There were 181 households, out of which 26.0% had children under the age of 18 living with them, 52.5% were married couples living together, 7.2% had a female householder with no husband present, and 35.4% were non-families. 24.3% of all households were made up of individuals, and 6.1% had someone living alone who was 65 years of age or older. The average household size was 2.31 and the average family size was 2.73.

In the village, the population was spread out, with 21.5% under the age of 18, 4.5% from 18 to 24, 34.8% from 25 to 44, 28.2% from 45 to 64, and 11.0% who were 65 years of age or older. The median age was 40 years. For every 100 females there were 91.3 males.

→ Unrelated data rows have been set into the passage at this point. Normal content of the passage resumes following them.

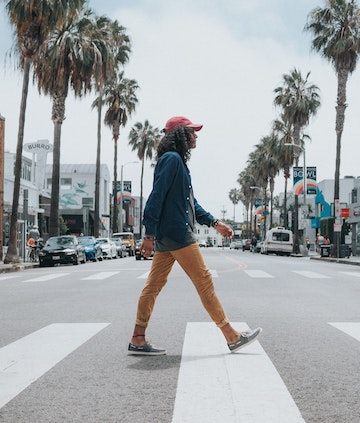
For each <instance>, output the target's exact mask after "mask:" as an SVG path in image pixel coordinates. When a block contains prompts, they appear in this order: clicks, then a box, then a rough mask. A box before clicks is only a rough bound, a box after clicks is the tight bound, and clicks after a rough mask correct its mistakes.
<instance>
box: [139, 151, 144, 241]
mask: <svg viewBox="0 0 360 423" xmlns="http://www.w3.org/2000/svg"><path fill="white" fill-rule="evenodd" d="M144 163H145V156H144V155H143V158H142V160H141V178H140V216H139V233H140V239H141V238H142V209H143V202H142V197H143V179H144Z"/></svg>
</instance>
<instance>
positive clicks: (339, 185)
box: [334, 70, 349, 200]
mask: <svg viewBox="0 0 360 423" xmlns="http://www.w3.org/2000/svg"><path fill="white" fill-rule="evenodd" d="M348 76H349V72H348V71H347V70H340V71H339V73H338V92H337V104H336V124H335V130H336V159H335V183H334V200H338V199H339V198H340V158H341V154H340V153H341V137H342V133H343V129H344V122H345V109H346V84H347V80H348Z"/></svg>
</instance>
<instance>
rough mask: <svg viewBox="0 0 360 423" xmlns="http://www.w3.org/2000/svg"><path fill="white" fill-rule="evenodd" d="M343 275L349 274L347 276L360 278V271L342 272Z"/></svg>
mask: <svg viewBox="0 0 360 423" xmlns="http://www.w3.org/2000/svg"><path fill="white" fill-rule="evenodd" d="M340 273H342V274H343V275H347V276H355V277H357V278H360V272H340Z"/></svg>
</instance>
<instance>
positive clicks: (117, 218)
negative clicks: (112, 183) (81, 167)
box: [112, 135, 123, 233]
mask: <svg viewBox="0 0 360 423" xmlns="http://www.w3.org/2000/svg"><path fill="white" fill-rule="evenodd" d="M117 141H118V137H117V136H115V135H114V183H113V184H114V185H113V222H112V223H113V224H112V230H113V233H116V232H117V231H118V230H117V228H118V225H117V221H118V209H117ZM121 182H122V181H121ZM122 192H123V189H122V187H121V194H122ZM120 201H122V196H121V198H120Z"/></svg>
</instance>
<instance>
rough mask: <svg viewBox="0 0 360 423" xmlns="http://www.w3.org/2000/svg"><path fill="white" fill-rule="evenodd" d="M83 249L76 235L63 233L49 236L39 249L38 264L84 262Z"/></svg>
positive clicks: (84, 255)
mask: <svg viewBox="0 0 360 423" xmlns="http://www.w3.org/2000/svg"><path fill="white" fill-rule="evenodd" d="M85 261H86V255H85V249H84V247H83V246H82V245H81V243H80V242H79V240H78V239H77V237H76V236H73V235H63V236H53V237H50V238H49V239H48V240H47V241H46V243H45V245H44V248H43V249H42V250H40V251H39V265H40V267H44V266H54V265H55V264H75V265H76V264H79V263H85Z"/></svg>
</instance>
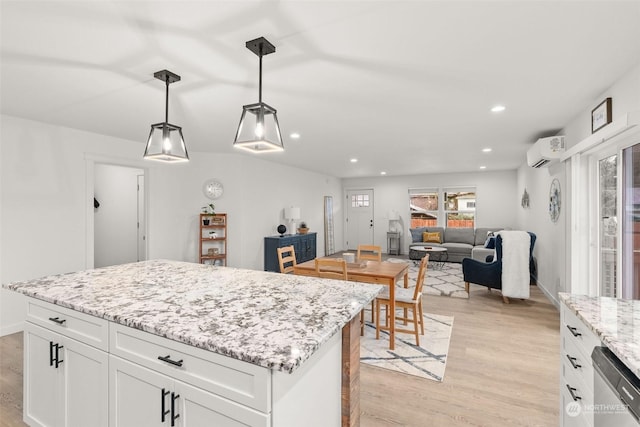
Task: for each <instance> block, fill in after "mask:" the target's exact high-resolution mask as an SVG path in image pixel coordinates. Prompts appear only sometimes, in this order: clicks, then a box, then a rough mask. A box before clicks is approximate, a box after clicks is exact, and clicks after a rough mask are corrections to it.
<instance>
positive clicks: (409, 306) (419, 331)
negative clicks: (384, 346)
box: [376, 255, 429, 346]
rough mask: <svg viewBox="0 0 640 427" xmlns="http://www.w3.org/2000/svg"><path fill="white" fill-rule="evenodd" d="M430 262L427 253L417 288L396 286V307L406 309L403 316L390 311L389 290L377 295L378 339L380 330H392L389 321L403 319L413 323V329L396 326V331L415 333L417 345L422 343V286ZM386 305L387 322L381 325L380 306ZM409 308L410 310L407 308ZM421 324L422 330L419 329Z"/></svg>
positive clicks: (377, 325)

For every 100 females age 18 and over, there were 95.8 males.

The median income for a household in the village was $52,222, and the median income for a family was $70,179. Males had a median income of $51,250 versus $32,059 for females. The per capita income for the village was $25,266. About 5.4% of families and 7.8% of the population were below the poverty line, including 12.3% of those under age 18 and 5.7% of those age 65 or over.

==Education==
The CDP is in the Dublin City School District.

The zoned schools are: Pinney Elementary School, Eversole Run Middle School, and Dublin Jerome High School.